Bidandi Ssali arrested
When Museveni, the former Uganda Patriotic Movement (UPM) presidential candidate, went to the bush, several of his party members were arrested or killed by security agencies. Among those arrested was former UPM secretary general Bidandi Ssali.

“UPM secretary general Bidandi-Ssali, a former minister of Local Administration was arrested at Ntinda on Tuesday night. So far, there has been no official statement on his arrest, the reason for which still remains a mystery,” the Weekly Topic of Friday, February, 13, 1981 reported.
“Bidandi was last seen in public at a football match in Nakivubo stadium. Men in military uniform accompanied by somebody in plain clothes went to his home at about 10pm and told him they were taking him to ‘our mukubwa’. They gained entrance into his fence compound without using the gate and surrounded the house. As Bidandi was led away, members of his household were ordered to remain seated and silent.”

The newspaper also reported that Bidandi was in the custody of the Tanzania People’s Defence Forces at Entebbe, but some eyewitness said he had been seen being led in and out of the CID Headquarters at Impala building in Kampala.

Rukikaire’s account

Before President Museveni and his colleagues attacked Kabamba Barracks in Mubende District on February 6, 1981, they had spent the three previous nights assembling and cleaning their guns at the home of Mr Mathew Rukikaire, a retired politician.

Mr Rukikaire, now 80, told Sunday Monitor in an interview in February that a few fighters among the 43 who had 27 guns knew the plan of the attack.

“These people, who were here as they gathered more and more numbers, did not know what was going to happen. I am sure that with only a few exceptions, the majority of them did not know where they were going to attack until they got into the truck.
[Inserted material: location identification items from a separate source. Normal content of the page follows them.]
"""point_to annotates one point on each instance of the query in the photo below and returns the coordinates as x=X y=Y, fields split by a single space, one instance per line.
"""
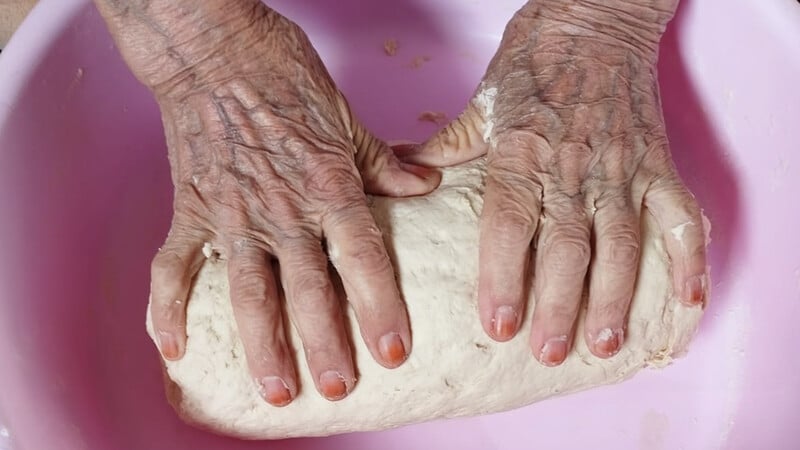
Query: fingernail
x=554 y=351
x=168 y=345
x=392 y=349
x=608 y=341
x=275 y=391
x=694 y=290
x=504 y=323
x=421 y=172
x=404 y=149
x=332 y=385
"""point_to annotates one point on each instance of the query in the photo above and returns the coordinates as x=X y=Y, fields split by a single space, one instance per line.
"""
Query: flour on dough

I believe on their way, they were told they were going to attack Kabamba,” he said.

The other fighters spent a night in the garage, which is now Mr Rukikaire’s reading room, where they also prepared meals in those three days.

Gen Elly Tumwine, the Security minister, and late Sam Magara, who were the two most senior fighters after their training in Tanzania, were given a room on the first floor of the house.

The late Magara was later killed by government soldiers when he sneaked from the bush to Kampala in early days of the rebellion.

A few days before the attack, Rukikaire evacuated his children to Nairobi and his wife later followed them. After the attack, he also joined his family in Nairobi.

“I had to take cover. Museveni later sent me a message that I should go to Nairobi and help to organise external support, which I did not do immediately. I stuck around but I was not visible. I was not moving around openly until I quietly organised my departure,” he said.